So once I've looked at all of the ideas that we could possibly put into place and I've validated those, that they do meet the business objectives, not all of them will be of equal value and not all of them will take the same amount of time.
You might have a really valuable project, but it could take six months to deliver. You might equally have a really valuable project that might take two weeks to deliver. And those do exist, by the way. I would always go after the shorter project to get the win quicker, to build your own knowledge and your own confidence in the business.
But if you can work out all of the HR case studies, all of the example places where this could work, and put them all into this table having looked at, "What's it going to cost and what's the benefit I'm going to get? How long is it going to take?" then that's a really nice and orchestrated and structured way to determine Project 1, Project 2, Project 3.
You'll want to build a business case for this, because it will result in some expense, but also the benefits will be there as well.
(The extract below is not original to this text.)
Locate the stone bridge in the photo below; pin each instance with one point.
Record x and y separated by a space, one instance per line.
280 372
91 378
Ideally, do all the projects that get you more benefit than cost you more money, and you'll end up in a really great place.
Now you've worked out what you want to do, now you've got the team assembled, now you've got the technology and tooling ready to kick in that first prioritised use case, and you start to implement the AI. And that could be anything: a new better recruitment, a new on-boarding process, a conversational AI tool that allows you to ask HR lots of questions. Train your HR team how to use the new tooling.
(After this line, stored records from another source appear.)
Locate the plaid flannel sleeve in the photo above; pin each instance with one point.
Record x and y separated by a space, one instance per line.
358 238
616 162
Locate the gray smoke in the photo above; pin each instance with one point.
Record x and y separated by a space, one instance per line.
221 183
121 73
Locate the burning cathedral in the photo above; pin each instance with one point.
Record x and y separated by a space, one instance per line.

All the time you're getting this done, don't have it done to you. In other words, hand it to your IT team and they come back in a couple of months' time and say, "There you go". That never works. You want to involve yourself in the project, you want to ask lots of questions, and you want to make sure that everyone in the HR team is trained to use the tooling and technology.
Too many times I've seen brilliant technology but no training, and of course the technology rollout and the implementation and the use fail. People spend a lot of money, but don't end up with the benefit that they've got. So do train your team and yourself how to use these tools.
Once you've implemented the tools and you've started in this pilot or proof of value, keep monitoring it. Don't do it and walk away, because what happens is life changes. The results coming out of the model might not be perfect day one, but day two and day three and day four they'll get better. If you constantly look at it, constantly refine it, constantly fine-tune the answers, you can have a really amazing system.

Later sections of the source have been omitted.